Tu peux être fan de Beyoncé, Bad Bunny ou Shakira et connaître tous leurs tubes, mais si tu n’as jamais écouté Bach, Mozart ou Beethoven, tu passes à côté de l'origine de tout. Il en va de même pour le vin : connaître les blancs et rouges d’aujourd’hui, c’est très bien, mais pour les comprendre réellement, il faut se pencher sur leurs racines. Et en Slovénie, au cœur du Collio Brda, ces racines nous racontent des histoires depuis des siècles.
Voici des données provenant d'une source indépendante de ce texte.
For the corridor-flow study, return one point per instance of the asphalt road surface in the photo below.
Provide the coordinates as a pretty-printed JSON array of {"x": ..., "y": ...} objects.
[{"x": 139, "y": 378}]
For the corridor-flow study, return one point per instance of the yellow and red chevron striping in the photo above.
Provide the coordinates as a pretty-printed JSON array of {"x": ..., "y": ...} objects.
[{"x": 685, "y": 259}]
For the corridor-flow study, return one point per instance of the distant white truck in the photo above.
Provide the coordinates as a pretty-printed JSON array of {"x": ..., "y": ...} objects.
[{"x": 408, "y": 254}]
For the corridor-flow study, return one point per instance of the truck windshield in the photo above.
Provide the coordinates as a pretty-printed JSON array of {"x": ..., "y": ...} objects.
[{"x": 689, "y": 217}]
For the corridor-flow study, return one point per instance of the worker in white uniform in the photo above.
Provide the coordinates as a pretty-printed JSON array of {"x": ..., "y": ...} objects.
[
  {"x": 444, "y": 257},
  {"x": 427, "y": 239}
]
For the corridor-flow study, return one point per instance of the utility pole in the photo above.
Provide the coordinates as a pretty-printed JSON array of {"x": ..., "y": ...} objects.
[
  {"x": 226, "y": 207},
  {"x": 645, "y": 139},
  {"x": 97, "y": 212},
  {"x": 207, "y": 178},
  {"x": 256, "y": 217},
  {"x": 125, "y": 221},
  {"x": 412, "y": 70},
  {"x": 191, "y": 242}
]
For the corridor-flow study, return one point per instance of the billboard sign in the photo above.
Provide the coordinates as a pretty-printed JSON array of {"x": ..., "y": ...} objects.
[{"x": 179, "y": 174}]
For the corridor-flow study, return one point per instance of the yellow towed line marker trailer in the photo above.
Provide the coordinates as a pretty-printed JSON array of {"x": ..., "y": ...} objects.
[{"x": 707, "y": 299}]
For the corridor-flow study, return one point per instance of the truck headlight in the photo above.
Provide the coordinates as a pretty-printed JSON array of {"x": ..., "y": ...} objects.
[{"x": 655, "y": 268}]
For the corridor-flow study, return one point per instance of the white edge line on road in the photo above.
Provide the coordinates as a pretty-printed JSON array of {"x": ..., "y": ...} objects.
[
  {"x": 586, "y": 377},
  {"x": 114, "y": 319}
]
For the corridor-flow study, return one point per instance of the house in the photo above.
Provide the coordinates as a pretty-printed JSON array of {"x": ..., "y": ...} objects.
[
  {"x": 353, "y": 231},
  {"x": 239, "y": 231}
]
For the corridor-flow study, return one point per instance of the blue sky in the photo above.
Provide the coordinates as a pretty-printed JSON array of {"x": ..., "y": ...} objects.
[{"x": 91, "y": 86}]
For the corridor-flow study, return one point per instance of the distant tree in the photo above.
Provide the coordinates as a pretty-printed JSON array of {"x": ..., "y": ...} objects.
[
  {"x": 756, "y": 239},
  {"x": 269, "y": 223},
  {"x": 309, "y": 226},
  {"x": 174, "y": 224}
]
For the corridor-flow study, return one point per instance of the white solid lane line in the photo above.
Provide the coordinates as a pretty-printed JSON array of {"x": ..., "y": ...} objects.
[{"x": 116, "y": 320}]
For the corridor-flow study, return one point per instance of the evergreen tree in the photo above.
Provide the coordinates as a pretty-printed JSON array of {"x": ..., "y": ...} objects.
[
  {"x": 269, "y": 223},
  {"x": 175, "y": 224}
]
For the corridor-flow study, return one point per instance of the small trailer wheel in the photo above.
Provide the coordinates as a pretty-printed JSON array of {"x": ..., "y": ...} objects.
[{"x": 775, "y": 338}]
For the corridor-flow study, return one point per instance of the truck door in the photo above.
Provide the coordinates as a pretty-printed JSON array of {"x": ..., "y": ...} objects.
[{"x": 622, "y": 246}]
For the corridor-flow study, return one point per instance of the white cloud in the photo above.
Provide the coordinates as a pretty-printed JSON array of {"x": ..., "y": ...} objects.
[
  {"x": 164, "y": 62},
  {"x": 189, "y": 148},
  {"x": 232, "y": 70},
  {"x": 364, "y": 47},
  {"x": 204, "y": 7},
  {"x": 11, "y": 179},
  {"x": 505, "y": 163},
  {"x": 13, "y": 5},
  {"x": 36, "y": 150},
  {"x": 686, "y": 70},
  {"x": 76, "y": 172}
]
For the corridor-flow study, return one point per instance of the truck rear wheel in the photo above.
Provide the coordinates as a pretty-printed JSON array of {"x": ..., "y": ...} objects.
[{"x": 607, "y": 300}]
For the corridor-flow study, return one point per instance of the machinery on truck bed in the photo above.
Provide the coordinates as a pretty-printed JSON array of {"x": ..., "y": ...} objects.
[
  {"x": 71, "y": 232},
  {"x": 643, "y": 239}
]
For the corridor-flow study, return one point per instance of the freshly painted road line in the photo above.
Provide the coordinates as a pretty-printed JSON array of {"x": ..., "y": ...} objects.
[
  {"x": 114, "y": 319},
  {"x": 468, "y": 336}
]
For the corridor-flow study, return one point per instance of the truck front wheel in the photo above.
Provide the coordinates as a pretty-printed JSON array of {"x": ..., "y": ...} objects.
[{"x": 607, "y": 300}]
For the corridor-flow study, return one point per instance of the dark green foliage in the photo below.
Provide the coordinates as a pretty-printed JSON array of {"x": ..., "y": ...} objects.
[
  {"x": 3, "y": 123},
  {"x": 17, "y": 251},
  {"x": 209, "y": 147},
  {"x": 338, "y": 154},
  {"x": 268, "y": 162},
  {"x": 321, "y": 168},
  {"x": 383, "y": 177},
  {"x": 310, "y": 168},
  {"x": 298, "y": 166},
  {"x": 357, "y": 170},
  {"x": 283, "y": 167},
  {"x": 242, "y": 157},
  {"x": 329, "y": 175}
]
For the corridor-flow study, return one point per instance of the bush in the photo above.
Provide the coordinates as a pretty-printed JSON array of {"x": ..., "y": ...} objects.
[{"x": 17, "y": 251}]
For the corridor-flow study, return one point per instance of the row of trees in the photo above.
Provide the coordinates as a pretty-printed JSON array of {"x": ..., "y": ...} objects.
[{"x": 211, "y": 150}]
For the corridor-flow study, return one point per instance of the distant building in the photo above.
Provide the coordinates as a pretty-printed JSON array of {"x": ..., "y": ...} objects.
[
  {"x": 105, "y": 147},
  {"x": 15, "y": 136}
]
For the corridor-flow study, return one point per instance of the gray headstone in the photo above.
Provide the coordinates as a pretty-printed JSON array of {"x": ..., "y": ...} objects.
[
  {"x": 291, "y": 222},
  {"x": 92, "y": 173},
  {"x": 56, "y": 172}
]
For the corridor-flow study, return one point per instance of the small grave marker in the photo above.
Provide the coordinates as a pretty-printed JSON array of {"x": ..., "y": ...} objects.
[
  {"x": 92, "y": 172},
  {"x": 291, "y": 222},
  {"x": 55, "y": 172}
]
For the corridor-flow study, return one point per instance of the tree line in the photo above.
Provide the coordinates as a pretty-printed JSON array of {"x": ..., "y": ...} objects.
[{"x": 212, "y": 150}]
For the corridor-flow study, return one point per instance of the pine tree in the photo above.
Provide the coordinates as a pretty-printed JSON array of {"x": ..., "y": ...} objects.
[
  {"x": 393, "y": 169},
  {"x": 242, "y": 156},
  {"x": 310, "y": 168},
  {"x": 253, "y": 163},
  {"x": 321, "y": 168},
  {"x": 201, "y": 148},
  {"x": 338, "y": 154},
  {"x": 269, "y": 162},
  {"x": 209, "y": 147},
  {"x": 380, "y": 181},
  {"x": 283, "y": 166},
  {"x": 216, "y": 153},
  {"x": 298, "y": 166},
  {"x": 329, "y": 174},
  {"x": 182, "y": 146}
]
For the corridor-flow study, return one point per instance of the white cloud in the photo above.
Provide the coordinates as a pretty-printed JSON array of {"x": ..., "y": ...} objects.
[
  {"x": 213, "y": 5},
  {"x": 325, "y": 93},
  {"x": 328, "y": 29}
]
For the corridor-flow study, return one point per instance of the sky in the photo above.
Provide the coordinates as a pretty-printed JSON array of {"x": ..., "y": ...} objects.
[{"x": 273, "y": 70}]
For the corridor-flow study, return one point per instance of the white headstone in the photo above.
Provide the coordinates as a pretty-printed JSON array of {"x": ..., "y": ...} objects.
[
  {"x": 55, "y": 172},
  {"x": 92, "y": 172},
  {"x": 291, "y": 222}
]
Nous sommes à Kojsko, un lieu où le vin n’est pas simplement une boisson, mais une culture vivante. Déjà en 1787, un premier pas vers la classification des cépages a été franchi, et depuis, ces collines ont été témoins de générations travaillant la terre avec passion. Les sols, un mélange d’argile et de calcaire connu sous le nom de Ponca, apportent minéralité, fraîcheur et longévité à chaque bouteille, marquant la personnalité des vins de la région.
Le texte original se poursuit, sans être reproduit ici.